Claire Papell, 22, usually spends the summer resting her eyes, clearing her mind, and recharging for another busy year at college.
This year, she dedicated eight weeks to intensive research on advocacy for transgender children.
It was no holiday.
“I expected to work really hard and I did!” she exclaimed.
Papell, a fourth-year women’s studies major at the State University of New York (SUNY) at New Paltz, is one of 13 students accepted into the college’s Summer Undergraduate Research Experience program (SURE). Participants are supervised by a faculty mentor while working at least 35 hours per week on an aspect of the faculty’s research.
It was one of Papell’s professors who first suggested she apply for the program.
She said Dr. Karl Bryant, professor of sociology and women’s studies at New Paltz, had been investigating gender nonconformity in children and the emerging ideas about transgender childhood.
Papell said, “I thought it was fascinating research and I was certainly excited to have the opportunity to work with him.”
Papell received a $2,800 stipend for the summer project, and mixed responses from friends and family.
“Everyone was really proud of me that I was accepted and doing this program but the topic per se was not as well received,” she said. “Not that people were necessarily overtly critical but…it was definitely something they had trouble wrapping their minds around.”
For two months, she collected and coded data from organizations advocating for gender nonconforming children.
“There is an enormous amount of repression and injustice for people who do not fit into these normative masculine and feminine types,” Papell said. “Transgender childhood is part of this new wave of affirmative discourses for gender nonconforming children. There are very few advocacy organizations out there.”
Through her research, Papell found that traditional ideas of adulthood and childhood are a key influence shaping how cross-gender children are defined.
She will present her paper at the Pacific Sociological Association’s (PSA) annual meeting in Seattle, Wash., slated for March 10-13, 2011.
Papell and Bryant have also been awarded funds of up to $750 from SURE to assist with the travel costs and conference fees.
SURE Director Maureen Morrow said it’s empowering for students to present their research in a professional environment.
She said, “I want to go to the conferences with them to see how amazingly they perform because so many times they say, ‘People thought I was a graduate student!’”
Morrow said she can’t be given much credit for their achievements.
“I do some workshops during the summer to help students prepare for writing their abstracts and doing their presentations.”
In fact, it was Morrow and a team of faculty who initially pushed for the college to offer programs like SURE.
The pilot in 2004 saw five students doing laboratory-style work during the summer.

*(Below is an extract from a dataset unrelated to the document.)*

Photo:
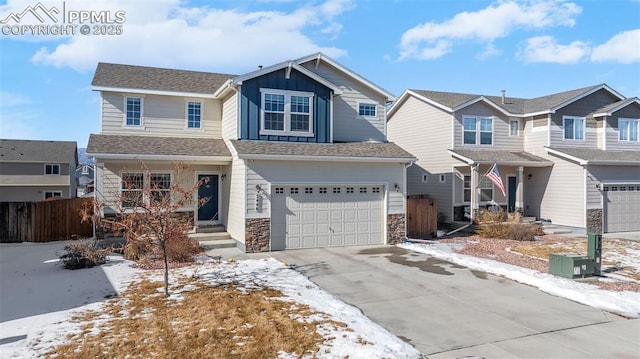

Now more than a dozen students conduct research in fields as diverse as philosophy, psychology, electrical engineering, and art.
“If [the college] is aiming to raise standards and attract students of very high caliber, these sorts of programs are attractive,” Morrow said.
Papell too, speaks highly of its benefits.
“I would absolutely recommend the program to other students,” Papell said. “It provides an invaluable experience and puts you ahead, especially if you plan to go to grad school.”
She said she definitely feels like a stronger student this semester. Indeed, Papell looked refreshed, focused and ready.
“It’s just a part of this time now where my academic opportunities are really exploding,” she added.
She plans to continue her research this semester.